A estrutura do roteiro (escrito por David Koepp) incomoda não só pela similaridade com os capítulos anteriores, mas também – principalmente – por se render ao velho e artificial clichê de trazer um protagonista com amnésia que vai convenientemente se lembrando de fatos importantes conforme as necessidades da trama. Isso sem contar que ter cenas de alucinações a cada minuto durante a primeira meia hora de projeção é algo completamente aborrecido.

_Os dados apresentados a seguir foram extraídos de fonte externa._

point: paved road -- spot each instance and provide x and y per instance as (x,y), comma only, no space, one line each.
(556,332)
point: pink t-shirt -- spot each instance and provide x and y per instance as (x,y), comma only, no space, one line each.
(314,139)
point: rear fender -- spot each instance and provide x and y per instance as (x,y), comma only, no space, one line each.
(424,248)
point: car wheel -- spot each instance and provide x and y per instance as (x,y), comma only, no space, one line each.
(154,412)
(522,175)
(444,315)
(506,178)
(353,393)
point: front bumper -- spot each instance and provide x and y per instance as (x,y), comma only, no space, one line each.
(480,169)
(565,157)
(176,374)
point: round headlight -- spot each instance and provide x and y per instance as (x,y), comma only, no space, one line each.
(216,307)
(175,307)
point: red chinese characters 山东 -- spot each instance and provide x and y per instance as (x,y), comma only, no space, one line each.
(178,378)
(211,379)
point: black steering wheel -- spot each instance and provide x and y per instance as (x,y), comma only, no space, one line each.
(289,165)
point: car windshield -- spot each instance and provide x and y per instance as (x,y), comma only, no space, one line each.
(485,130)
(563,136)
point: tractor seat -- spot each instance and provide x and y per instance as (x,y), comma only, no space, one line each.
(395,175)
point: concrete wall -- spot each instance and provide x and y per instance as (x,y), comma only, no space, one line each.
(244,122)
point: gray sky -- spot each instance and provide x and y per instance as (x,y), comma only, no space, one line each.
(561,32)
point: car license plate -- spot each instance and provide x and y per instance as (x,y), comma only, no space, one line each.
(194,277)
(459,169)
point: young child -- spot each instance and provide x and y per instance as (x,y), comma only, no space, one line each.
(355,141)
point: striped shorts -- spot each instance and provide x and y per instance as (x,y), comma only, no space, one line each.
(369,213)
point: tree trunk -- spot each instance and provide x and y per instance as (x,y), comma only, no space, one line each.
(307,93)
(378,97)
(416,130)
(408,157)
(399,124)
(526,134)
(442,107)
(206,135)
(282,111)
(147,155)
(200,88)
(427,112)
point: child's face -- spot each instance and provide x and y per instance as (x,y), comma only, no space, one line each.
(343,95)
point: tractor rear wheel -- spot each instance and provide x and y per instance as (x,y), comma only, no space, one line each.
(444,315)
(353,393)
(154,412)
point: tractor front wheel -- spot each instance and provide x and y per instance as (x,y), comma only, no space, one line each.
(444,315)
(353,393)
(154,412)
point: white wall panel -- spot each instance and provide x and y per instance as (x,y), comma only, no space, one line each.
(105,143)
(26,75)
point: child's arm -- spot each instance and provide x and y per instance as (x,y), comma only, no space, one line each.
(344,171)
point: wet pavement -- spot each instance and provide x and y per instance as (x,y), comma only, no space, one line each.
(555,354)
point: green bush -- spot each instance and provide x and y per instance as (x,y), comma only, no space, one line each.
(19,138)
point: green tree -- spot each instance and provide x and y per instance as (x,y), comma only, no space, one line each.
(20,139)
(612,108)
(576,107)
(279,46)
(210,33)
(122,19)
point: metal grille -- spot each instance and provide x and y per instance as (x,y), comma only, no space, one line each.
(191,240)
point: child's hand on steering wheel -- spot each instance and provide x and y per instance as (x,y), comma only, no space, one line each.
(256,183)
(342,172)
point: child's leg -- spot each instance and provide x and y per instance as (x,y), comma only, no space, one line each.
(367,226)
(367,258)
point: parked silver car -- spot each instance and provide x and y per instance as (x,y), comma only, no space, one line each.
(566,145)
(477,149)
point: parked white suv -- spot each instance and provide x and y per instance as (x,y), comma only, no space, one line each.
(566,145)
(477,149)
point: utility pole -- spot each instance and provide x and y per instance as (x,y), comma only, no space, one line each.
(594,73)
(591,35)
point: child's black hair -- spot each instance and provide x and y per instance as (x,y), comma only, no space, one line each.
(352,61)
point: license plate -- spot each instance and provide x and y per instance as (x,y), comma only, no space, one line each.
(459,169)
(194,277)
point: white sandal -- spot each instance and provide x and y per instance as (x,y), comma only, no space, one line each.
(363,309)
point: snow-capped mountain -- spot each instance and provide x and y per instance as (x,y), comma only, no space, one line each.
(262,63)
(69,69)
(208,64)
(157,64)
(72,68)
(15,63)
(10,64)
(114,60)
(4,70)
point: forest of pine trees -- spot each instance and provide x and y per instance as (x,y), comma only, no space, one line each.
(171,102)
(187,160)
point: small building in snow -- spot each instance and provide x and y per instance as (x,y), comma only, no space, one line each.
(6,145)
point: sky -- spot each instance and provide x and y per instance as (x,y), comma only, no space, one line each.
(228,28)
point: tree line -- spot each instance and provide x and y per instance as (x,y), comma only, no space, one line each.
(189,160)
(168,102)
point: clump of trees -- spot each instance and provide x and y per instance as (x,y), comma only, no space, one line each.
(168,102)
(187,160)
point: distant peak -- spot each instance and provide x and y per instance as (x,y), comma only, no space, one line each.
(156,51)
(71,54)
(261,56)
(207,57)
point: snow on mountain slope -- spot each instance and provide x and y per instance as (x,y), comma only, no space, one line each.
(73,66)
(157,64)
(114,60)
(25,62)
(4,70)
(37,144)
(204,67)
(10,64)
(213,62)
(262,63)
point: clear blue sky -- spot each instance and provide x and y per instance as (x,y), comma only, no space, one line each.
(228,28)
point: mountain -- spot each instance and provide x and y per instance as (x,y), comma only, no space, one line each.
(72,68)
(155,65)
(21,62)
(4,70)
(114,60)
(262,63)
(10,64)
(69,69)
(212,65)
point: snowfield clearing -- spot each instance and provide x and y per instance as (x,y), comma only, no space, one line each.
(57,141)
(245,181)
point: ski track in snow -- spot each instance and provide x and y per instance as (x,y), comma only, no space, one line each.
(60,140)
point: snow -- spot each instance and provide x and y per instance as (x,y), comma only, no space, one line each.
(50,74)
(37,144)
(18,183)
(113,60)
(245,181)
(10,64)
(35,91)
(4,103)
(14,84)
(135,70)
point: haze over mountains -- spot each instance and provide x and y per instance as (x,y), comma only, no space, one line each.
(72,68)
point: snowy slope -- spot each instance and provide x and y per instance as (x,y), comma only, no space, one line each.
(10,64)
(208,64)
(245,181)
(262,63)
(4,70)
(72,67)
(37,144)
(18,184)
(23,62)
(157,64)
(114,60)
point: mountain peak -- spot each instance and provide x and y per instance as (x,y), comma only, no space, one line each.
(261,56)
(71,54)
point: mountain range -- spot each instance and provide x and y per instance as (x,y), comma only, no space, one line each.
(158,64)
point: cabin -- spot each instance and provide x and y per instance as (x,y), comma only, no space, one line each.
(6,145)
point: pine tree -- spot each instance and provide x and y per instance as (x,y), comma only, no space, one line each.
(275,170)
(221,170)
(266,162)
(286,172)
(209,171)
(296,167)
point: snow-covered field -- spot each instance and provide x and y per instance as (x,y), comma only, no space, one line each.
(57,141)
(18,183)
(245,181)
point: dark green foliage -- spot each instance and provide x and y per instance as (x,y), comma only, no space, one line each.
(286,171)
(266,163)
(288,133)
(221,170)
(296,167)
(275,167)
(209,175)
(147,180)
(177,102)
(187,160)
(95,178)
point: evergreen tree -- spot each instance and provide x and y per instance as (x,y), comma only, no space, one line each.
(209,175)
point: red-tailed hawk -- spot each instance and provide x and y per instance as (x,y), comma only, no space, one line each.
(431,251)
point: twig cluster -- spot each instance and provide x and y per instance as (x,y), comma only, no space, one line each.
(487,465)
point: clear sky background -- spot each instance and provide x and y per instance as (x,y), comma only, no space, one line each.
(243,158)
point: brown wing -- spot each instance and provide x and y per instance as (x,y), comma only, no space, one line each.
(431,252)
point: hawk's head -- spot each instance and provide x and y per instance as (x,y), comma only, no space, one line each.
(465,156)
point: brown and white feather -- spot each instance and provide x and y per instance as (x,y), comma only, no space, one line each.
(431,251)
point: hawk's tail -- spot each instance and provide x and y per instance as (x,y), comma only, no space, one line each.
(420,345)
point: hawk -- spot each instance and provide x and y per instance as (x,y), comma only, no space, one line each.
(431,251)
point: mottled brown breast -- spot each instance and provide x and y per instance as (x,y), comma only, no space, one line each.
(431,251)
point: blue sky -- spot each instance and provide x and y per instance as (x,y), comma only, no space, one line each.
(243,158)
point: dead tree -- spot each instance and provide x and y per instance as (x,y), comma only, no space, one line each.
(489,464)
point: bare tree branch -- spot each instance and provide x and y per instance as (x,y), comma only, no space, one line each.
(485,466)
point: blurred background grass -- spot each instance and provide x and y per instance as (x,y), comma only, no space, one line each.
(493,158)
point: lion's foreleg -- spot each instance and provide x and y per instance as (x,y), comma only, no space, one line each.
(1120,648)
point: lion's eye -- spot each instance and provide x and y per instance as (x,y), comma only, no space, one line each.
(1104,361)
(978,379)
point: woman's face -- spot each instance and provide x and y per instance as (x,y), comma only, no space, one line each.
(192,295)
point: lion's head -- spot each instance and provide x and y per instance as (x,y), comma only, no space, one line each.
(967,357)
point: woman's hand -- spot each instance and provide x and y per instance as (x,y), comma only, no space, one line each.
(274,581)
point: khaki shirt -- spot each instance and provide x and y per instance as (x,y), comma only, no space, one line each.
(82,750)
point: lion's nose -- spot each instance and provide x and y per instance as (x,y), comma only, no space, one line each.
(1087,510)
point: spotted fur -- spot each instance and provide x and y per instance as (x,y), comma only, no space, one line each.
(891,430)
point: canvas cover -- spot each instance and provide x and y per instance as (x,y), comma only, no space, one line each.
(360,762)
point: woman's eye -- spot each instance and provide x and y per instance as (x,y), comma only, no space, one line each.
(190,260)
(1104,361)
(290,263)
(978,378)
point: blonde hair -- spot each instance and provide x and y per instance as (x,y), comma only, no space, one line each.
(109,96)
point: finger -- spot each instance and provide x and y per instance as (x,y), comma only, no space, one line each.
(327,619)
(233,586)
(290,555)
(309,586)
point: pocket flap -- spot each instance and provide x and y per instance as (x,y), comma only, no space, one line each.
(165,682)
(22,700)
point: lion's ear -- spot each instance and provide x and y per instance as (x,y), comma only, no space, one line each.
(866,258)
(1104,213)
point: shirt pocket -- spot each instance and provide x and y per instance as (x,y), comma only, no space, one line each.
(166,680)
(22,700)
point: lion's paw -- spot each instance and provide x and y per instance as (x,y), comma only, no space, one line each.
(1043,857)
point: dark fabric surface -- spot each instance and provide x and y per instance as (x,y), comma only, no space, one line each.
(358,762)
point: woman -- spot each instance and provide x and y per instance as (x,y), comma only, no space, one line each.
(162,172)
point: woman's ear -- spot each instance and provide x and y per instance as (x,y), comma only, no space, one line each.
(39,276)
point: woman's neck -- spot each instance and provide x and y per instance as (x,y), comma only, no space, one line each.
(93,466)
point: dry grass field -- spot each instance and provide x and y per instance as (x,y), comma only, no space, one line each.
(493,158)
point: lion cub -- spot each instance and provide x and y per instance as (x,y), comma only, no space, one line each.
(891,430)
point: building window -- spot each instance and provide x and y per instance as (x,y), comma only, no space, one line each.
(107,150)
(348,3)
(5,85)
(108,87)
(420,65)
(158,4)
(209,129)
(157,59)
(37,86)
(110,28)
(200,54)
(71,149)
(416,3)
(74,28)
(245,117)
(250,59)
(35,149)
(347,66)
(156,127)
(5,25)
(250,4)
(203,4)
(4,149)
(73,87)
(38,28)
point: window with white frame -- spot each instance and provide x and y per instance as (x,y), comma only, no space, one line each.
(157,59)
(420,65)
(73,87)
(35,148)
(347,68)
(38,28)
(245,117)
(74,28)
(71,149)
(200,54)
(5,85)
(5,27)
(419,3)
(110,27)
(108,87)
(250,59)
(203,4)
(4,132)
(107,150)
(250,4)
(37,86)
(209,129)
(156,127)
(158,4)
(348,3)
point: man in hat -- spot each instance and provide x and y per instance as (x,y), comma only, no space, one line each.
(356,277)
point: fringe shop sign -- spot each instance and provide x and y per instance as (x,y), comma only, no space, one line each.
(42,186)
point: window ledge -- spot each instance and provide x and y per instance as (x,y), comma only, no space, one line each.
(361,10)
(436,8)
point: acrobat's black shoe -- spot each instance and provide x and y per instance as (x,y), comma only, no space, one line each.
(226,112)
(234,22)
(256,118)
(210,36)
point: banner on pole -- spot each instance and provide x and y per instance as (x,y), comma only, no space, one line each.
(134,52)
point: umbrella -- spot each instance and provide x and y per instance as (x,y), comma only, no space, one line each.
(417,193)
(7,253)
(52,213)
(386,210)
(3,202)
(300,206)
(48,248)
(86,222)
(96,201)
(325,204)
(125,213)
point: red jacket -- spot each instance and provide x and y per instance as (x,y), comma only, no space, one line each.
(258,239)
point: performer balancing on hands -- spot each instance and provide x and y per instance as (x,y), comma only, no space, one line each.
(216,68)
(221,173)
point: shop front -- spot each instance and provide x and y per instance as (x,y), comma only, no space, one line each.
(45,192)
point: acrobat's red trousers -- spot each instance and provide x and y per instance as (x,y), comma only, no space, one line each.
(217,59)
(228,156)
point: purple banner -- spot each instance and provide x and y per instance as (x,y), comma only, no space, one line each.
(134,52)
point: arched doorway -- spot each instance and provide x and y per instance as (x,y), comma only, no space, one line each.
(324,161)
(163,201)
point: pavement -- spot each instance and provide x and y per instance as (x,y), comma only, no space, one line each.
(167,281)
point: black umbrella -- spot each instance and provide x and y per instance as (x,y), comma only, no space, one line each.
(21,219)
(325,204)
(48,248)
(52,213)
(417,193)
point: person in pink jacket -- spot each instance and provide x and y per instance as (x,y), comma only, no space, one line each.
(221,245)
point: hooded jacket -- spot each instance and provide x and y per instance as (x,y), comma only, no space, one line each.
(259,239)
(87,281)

E, além disso, os diálogos expositivos (um problema mais fácil de contornar no livro, onde você pode ter um narrador onipresente explicando algo sem parecer muito artificial) são tantos que o roteiro se vê na obrigação de trazer a personagem de Felicity Jones dizendo que “perguntas são importantes, pois vão te ajudar a se recuperar” – em uma tentativa frustrada de justificar um erro imperdoável. E devo confessar que ri em determinado momento onde Tom Hanks, examinando um artefato, exclama “Olha só, há um texto!” – literalmente narrando o que estamos vendo e mostrando que o roteirista realmente não confia nem nos olhos do espectador.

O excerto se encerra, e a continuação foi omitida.